Since saying “yes” didn’t seem the smartest answer at the moment, they said, “No.” Even though they didn’t really know why.
“Looks like it’s time for a little father-and-son talk about the heart,” he said, turning off the InstaVision and letting the little people on earth get back to their everyday lives and forever left to wonder what in the world just happened.
But then this is the way legends are made; and how the mundane or mysterious is transformed into endless imaginings equally matched to any brawn or brain.
“Do you want to grow smaller?” the father began. Proud of their size, his sons shook their heads and he continued. “Of course not, but not having a heart for things smaller than you will do just that.”
“How?” They asked, speaking loudly over their mother’s complaint about the missing blender.
“The heart is a great leveler,” he started, but before he could finish, his wife came out of the kitchen mumbling something about zeroes and he suddenly disappeared.

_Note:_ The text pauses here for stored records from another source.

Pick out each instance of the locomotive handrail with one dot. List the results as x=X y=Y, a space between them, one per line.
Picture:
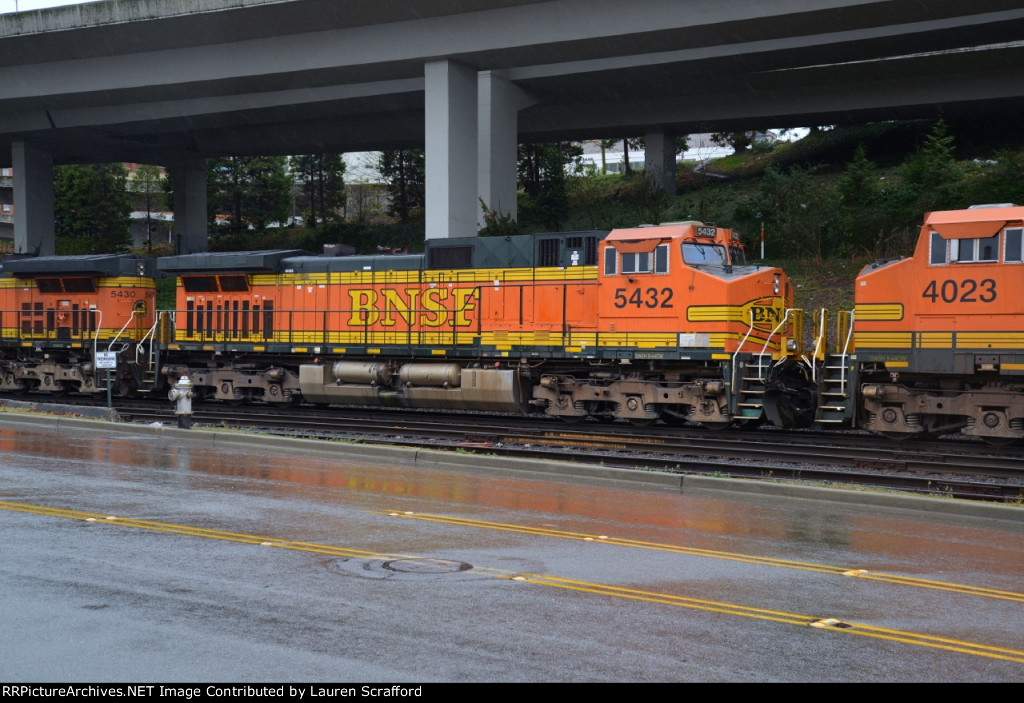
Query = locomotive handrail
x=118 y=336
x=818 y=342
x=846 y=351
x=153 y=333
x=768 y=341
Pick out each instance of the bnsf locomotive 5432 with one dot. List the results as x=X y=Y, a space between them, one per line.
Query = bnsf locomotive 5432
x=645 y=323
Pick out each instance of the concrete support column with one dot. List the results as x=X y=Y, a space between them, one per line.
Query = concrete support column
x=451 y=149
x=33 y=200
x=499 y=102
x=659 y=159
x=189 y=206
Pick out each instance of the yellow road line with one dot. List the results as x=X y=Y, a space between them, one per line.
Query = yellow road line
x=712 y=554
x=915 y=639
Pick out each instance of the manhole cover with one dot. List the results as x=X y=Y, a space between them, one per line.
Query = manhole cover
x=427 y=566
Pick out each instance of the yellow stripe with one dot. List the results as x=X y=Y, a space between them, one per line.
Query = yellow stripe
x=884 y=340
x=935 y=340
x=999 y=340
x=873 y=312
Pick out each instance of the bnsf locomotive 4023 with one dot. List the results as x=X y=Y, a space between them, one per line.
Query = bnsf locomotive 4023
x=650 y=323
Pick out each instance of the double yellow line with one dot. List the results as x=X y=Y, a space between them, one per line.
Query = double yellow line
x=712 y=554
x=862 y=629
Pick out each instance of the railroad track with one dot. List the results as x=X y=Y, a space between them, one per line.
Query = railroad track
x=951 y=468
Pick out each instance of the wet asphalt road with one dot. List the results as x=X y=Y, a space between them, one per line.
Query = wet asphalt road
x=140 y=558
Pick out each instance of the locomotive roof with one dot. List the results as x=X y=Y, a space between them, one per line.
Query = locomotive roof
x=973 y=222
x=382 y=262
x=208 y=262
x=107 y=265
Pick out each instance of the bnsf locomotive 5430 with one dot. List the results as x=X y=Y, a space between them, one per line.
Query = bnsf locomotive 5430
x=646 y=323
x=56 y=312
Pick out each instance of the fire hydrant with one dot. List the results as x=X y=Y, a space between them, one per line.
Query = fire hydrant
x=181 y=396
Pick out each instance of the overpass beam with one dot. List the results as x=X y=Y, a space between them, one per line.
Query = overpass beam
x=451 y=149
x=34 y=230
x=499 y=102
x=659 y=159
x=189 y=206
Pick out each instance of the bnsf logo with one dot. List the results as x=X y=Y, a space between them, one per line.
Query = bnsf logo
x=412 y=306
x=764 y=314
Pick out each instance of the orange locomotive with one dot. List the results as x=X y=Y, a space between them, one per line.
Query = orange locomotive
x=643 y=323
x=937 y=340
x=56 y=312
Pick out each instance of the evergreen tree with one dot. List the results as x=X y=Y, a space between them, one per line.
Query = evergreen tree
x=323 y=180
x=543 y=174
x=92 y=209
x=253 y=190
x=150 y=187
x=404 y=173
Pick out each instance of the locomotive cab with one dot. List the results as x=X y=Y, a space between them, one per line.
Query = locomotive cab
x=938 y=336
x=59 y=311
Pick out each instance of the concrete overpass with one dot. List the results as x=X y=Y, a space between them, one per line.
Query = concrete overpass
x=172 y=82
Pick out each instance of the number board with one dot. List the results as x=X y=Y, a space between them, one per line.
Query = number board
x=107 y=359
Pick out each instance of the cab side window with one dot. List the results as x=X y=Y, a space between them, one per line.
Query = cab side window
x=1014 y=253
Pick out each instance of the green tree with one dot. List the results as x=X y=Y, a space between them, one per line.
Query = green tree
x=253 y=190
x=150 y=187
x=323 y=179
x=404 y=173
x=92 y=209
x=798 y=213
x=862 y=220
x=929 y=179
x=543 y=174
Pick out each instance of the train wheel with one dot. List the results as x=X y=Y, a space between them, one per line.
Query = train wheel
x=898 y=436
x=642 y=422
x=999 y=441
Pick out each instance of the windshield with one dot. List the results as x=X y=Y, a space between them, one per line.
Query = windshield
x=707 y=255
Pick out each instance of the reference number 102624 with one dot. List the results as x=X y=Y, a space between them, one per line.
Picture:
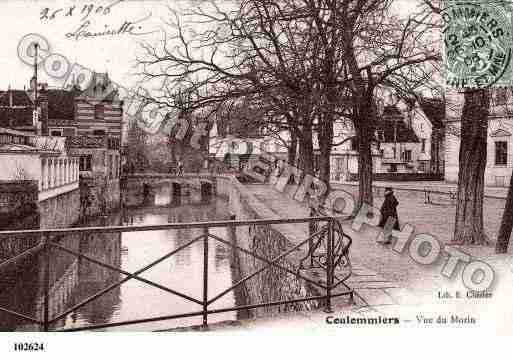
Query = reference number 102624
x=28 y=347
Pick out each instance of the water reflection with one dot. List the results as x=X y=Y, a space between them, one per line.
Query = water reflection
x=72 y=279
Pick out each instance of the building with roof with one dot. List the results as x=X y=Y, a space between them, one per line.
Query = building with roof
x=499 y=164
x=87 y=123
x=402 y=143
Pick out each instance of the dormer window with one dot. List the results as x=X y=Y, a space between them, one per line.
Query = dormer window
x=98 y=112
x=380 y=135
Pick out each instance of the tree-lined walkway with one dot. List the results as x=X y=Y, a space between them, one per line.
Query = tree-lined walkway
x=440 y=186
x=384 y=278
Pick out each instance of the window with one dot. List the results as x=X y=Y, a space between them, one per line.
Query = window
x=407 y=155
x=98 y=132
x=98 y=112
x=380 y=135
x=69 y=132
x=85 y=162
x=501 y=153
x=501 y=96
x=354 y=144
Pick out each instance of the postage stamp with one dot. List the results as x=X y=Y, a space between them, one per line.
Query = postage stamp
x=477 y=43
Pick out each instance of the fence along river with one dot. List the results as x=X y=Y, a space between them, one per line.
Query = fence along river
x=73 y=279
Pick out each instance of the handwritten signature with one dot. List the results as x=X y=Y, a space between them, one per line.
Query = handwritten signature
x=87 y=10
x=128 y=27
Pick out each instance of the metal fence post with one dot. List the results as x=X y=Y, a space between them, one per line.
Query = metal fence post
x=46 y=282
x=312 y=228
x=205 y=276
x=329 y=266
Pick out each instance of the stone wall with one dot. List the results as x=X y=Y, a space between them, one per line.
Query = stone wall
x=18 y=199
x=60 y=211
x=267 y=241
x=104 y=195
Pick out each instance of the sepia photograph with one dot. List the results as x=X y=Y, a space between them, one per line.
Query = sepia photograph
x=210 y=169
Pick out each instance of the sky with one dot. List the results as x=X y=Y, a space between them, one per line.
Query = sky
x=115 y=54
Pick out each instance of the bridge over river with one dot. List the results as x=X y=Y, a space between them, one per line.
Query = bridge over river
x=167 y=261
x=204 y=184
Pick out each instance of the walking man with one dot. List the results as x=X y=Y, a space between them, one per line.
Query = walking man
x=389 y=212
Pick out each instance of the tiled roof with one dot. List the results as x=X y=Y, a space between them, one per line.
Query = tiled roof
x=61 y=107
x=404 y=133
x=434 y=110
x=19 y=98
x=16 y=117
x=391 y=111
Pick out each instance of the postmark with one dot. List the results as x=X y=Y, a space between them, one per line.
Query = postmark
x=477 y=43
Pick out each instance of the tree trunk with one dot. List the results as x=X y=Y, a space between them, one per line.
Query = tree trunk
x=325 y=141
x=364 y=135
x=292 y=150
x=306 y=155
x=506 y=224
x=472 y=164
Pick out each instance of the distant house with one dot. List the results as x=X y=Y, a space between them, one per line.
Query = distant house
x=499 y=164
x=89 y=123
x=42 y=159
x=402 y=143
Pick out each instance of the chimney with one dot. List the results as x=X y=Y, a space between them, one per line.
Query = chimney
x=43 y=106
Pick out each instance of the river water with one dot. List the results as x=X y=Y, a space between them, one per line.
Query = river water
x=73 y=280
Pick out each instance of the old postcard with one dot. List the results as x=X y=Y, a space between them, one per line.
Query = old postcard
x=228 y=166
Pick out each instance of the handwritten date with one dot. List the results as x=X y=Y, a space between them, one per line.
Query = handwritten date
x=84 y=11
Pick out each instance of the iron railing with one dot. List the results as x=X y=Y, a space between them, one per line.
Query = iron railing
x=330 y=237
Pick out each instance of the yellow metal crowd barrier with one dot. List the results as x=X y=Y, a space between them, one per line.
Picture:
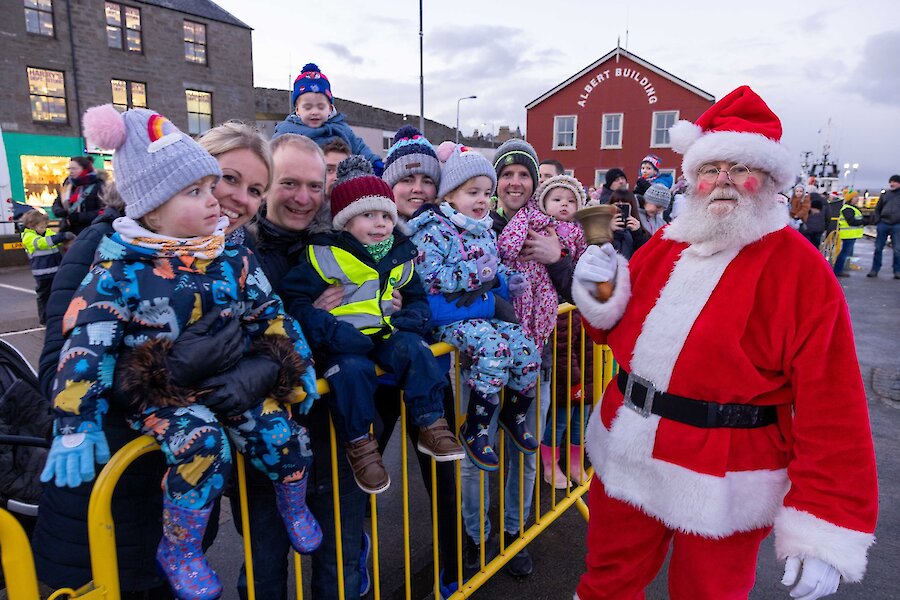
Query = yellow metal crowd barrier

So, they were left not only to wonder where he’d gone but also how such a tiny thing as a heart could make one’s body and brain grow smaller. And, in doing so grew in wisdom to match the infinite visions of their counterparts millions of light years below them.
Wisdom in all things that is but one – where things go once multiplied by zero. Dad is waiting there with the blender, certain he’s sorry for the game he once played on his wife.